Today, an estimated eight hundred billion dollars of commerce flows through COBOL systems daily. Ninety-five percent of ATM swipes touch COBOL code. Eighty percent of in-person financial transactions use it. There are still two hundred and twenty billion lines of COBOL in active production, and about two billion new lines are written each year. Not maintained. Written. New COBOL, in twenty twenty-six, for systems that will probably still be running in twenty fifty.
The programmers who write and maintain this code are the most invisible workforce in technology. They don't speak at conferences. They don't have Twitter followings. They don't publish on GitHub. They work in government offices and bank data centers and insurance company basements, modifying job control language and tweaking copybooks. They keep the world's money moving, and almost nobody knows they exist.
Grace Hopper died in nineteen ninety-two at the age of eighty-five.
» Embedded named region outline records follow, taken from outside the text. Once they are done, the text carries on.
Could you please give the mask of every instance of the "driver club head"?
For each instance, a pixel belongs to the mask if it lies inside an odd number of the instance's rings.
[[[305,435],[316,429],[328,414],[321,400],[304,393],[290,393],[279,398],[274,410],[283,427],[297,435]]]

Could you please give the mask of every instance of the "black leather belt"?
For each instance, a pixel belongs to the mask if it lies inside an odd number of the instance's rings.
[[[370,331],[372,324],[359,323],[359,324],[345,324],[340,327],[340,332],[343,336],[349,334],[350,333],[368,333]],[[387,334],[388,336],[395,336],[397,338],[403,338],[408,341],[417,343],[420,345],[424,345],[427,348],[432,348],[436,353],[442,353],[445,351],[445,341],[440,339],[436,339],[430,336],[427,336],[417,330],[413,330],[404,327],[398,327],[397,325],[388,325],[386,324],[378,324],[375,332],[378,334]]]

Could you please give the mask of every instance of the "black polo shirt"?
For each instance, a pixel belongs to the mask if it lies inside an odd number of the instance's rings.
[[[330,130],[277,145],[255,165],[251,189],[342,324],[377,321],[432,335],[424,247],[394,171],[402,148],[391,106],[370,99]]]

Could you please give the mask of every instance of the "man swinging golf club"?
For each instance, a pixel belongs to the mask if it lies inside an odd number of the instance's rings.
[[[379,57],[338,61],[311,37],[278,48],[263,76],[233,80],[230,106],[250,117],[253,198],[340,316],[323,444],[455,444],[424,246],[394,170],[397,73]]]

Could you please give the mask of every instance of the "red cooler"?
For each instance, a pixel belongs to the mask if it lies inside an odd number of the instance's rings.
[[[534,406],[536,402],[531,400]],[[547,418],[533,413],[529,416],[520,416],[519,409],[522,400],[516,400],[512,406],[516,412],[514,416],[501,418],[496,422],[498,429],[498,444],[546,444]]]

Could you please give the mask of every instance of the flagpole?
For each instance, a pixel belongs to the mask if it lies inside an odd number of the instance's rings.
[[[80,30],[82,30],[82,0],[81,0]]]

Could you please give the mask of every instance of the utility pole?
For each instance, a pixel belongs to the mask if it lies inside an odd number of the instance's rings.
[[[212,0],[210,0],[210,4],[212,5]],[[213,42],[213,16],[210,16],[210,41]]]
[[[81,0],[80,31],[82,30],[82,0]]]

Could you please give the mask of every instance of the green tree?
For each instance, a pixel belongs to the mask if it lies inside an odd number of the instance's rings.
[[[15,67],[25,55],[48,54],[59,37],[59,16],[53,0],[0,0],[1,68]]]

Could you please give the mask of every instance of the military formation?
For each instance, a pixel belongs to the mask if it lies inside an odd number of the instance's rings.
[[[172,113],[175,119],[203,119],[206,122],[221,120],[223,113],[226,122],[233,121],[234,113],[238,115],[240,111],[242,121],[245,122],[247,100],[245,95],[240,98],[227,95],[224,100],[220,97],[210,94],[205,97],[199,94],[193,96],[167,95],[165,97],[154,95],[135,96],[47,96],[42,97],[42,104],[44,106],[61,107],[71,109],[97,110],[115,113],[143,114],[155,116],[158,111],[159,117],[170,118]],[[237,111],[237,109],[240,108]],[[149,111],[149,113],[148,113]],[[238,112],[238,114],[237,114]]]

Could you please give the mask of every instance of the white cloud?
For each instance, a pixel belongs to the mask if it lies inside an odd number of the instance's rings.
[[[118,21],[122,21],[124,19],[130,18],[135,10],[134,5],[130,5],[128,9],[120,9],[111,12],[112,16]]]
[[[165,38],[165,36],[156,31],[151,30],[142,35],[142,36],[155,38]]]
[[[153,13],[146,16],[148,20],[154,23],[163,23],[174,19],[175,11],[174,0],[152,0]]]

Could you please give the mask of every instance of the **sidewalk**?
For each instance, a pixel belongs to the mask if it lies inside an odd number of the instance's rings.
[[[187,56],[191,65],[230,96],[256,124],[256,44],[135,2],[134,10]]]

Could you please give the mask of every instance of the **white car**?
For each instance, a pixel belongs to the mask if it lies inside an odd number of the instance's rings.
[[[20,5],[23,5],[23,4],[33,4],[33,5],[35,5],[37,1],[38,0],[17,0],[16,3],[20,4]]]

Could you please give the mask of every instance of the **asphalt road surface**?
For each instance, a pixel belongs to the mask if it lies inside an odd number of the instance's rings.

She was the oldest active-duty officer in the United States Navy at the time of her retirement. She spent her final years giving lectures about the future of computing, always carrying a piece of wire eleven point eight inches long. That was the distance light travels in one nanosecond. She used it to explain why computers needed to get faster and smaller.
[serious] The paradox of her legacy is this. She designed COBOL to be readable, to be maintainable, to be a language that business people could understand and that systems could run for years without constant modification. And it worked. It worked so well that the systems built in her language are still running decades after the people who built them are gone. The language she created to be understandable became the language that nobody understands, not because it's hard, but because nobody bothered to learn it.
Somewhere right now, a COBOL batch job is processing tonight's bank settlement. It will move trillions of dollars between institutions. It will not crash. It will not timeout. It will not throw an unhandled exception. It will do exactly what Grace Hopper's committee designed it to do in nineteen fifty-nine, which is process business transactions reliably, in a language that reads like English, on hardware that was supposed to be obsolete thirty years ago.
The AS four hundred would understand. Some things are built to last. The question is whether anyone will be left who knows how they work.